If you try to make all possible linked pairs, you will find that many unique chains of various lengths are possible. I would like to find the longest possible chain. In my real data, I will likely encounter a situation in which more than one chain tie for the longest, in which case I would like all of these returned.
The final result should return the longest possible chain that meets these requirements as a dataframe, or a list of dataframes if more than one solution is possible, containing only the rows in the chain.
Thanks in advance. This one has been perplexing me all morning.
Edited to deal with df that does not start at 1 and returns maximum chains rather than chain lengths
Take advantage of graph data structure using igraph
Your data, dfPairs
ODD <- c(1,1,1,3,3,3,5,7,7,9,9)
EVEN <- c(10,8,2,2,6,4,2,6,8,4,8)
dfPairs <- data.frame(ODD, EVEN)
New data, dfTest
ODD <- c(3,3,3,5,7,7,9,9)
EVEN <- c(2,6,4,2,6,8,4,8)
dfTest <- data.frame(ODD, EVEN)
Make graph of your data. A key to my solution is to rbind the reverse (rev(dfPairs)) of the data frame to the original data frame. This will allow for building directional edges from odd numbers to even numbers. Graphs can be used to construct directional paths fairly easily.
library(igraph)
library(dplyr)
GPairs <- graph_from_data_frame(dplyr::arrange(rbind(setNames(dfPairs, c("X1", "X2")), setNames(rev(dfPairs), c("X1", "X2"))), X1))

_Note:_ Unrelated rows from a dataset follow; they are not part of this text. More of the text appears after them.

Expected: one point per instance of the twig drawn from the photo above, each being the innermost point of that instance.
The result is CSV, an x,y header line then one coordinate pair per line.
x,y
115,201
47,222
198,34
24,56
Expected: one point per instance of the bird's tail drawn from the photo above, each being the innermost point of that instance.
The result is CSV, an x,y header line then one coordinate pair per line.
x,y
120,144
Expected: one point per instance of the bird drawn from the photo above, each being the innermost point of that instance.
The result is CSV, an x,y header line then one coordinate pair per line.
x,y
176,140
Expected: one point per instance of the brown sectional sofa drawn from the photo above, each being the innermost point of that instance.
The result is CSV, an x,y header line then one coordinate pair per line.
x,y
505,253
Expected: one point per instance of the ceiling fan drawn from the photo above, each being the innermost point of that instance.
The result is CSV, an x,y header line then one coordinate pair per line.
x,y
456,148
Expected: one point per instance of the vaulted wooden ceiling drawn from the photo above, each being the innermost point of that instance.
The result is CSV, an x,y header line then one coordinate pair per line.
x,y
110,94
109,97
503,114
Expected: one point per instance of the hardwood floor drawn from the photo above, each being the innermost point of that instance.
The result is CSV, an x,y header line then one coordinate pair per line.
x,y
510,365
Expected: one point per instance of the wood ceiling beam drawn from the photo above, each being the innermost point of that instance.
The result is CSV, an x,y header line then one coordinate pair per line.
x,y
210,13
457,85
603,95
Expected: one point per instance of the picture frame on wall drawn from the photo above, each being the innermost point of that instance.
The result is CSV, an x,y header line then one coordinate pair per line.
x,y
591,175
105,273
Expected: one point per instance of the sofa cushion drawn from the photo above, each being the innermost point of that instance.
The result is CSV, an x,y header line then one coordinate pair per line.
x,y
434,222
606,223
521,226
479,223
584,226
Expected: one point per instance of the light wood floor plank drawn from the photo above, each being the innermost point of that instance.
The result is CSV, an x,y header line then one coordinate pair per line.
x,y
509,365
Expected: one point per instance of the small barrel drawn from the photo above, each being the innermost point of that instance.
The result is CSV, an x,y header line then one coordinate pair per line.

GTest <- graph_from_data_frame(dplyr::arrange(rbind(setNames(dfTest, c("X1", "X2")), setNames(rev(dfTest), c("X1", "X2"))), X1))
Here's the first three elements of all_simple_paths(GPairs, 1) (starting at 1)
[[1]]
+ 2/10 vertices, named, from f8e4f01:
[1] 1 2
[[2]]
+ 3/10 vertices, named, from f8e4f01:
[1] 1 2 3
[[3]]
+ 4/10 vertices, named, from f8e4f01:
[1] 1 2 3 4
I create a function to 1) convert all simple paths to list of numeric vectors, 2) filter each numeric vector for only elements that satisfy left->right increasing, and 3) return the maximum chain of left->right increasing numeric vector
max_chain_only_increasing <- function(gpath) {
list_vec <- lapply(gpath, function(v) as.numeric(names(unclass(v)))) # convert to list of numeric vector
only_increasing <- lapply(list_vec, function(v) v[1:min(which(v >= dplyr::lead(v, default=tail(v, 1))))]) # subset vector for only elements that are left->right increasing
return(unique(only_increasing[lengths(only_increasing) == max(lengths(only_increasing))])) # return maximum chain length
}
This is the output of the above function using all paths that start from 1
max_chain_only_increasing(all_simple_paths(GPairs, 1))
# [[1]]
# [1] 1 2 3 6 7 8 9
Now, I'll output (header) of max chains starting with each unique element in dfPairs, your original data
start_vals <- sort(unique(unlist(dfPairs)))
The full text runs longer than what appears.